A crise se instaurou no São Paulo após a derrota de domingo por 1 a 0 para a Portuguesa, que causou a eliminação da equipe no Campeonato Paulista. Enquanto o presidente Paulo Amaral sumia de circulação, o clube contabilizava os prejuízos financeiros por ficar de fora das semifinais da competição. Com a saída prematura, o São Paulo deixará de arrecadar cerca de R$ 4 milhões até o fim do primeiro semestre, valor que seria pago pela Federação Paulista caso a equipe se tornasse campeã estadual.O clube ainda terá de arcar com uma folha de pagamento estimada em R$ 1,3 milhão mensais neste período. Do novo patrocinador, a empresa sul-coreana LG, o clube tem para receber apenas R$ 500 mil por mês, um valor abaixo do que era pago pela antiga patrocinadora, a Motorola.A LG já dava sinais de descontentamento com os resultados do time dentro de campo. "Para nós, quanto mais o clube chegar a finais, melhor. Mas o futebol é um esporte imprevisível", lamentou Mário Kudo, diretor-de-marketing da empresa. O clube ficou ainda sem o bônus que receberia do patrocinador caso chegasse às finais do estadual.Para piorar, os dirigentes são-paulinos estão sentindo-se preteridos pela Confederação Brasileira de Futebol (CBF). Quando os jogadores se reapresentarem nesta terça-feira, o técnico Oswaldo Alvarez, o Vadão, não terá como fazer o planejamento para a próxima partida da equipe na Copa do Brasil, contra o Vitória da Bahia.No sorteio que a CBF fez nesta segunda-feira, no Rio, a diretoria deixou a entidade sem saber quando será realizado o jogo. "Não se pode dar um tratamento diferenciado para o Fluminense e o Flamengo, que tiveram suas datas divulgadas rapidamente.
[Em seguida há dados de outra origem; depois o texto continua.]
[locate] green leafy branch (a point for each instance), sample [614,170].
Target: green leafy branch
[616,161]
É um absurdo", esbravejou o representante tricolor, José Paulo Leal.Cargo ameaçado - Os problemas do São Paulo não ficam somente nas perdas financeiras. Internamente, o departamento de Futebol vive uma turbulência, com o diretor de Futebol José Dias correndo até o risco de perder o cargo. Dias colocou-se contra o presidente Paulo Amaral no caso envolvendo as críticas que o diretor corintiano Roque Citadini fez ao São Paulo, chamando o estádio do Morumbi de "elefante branco". O diretor exigiu que o clube não mais cedesse o estádio ao Corinthians, irritando Amaral, que preferiu uma saída diplomática. A torcida também está pressionando os dirigentes, fazendo cobranças administrativas e pedindo a saída de Vadão.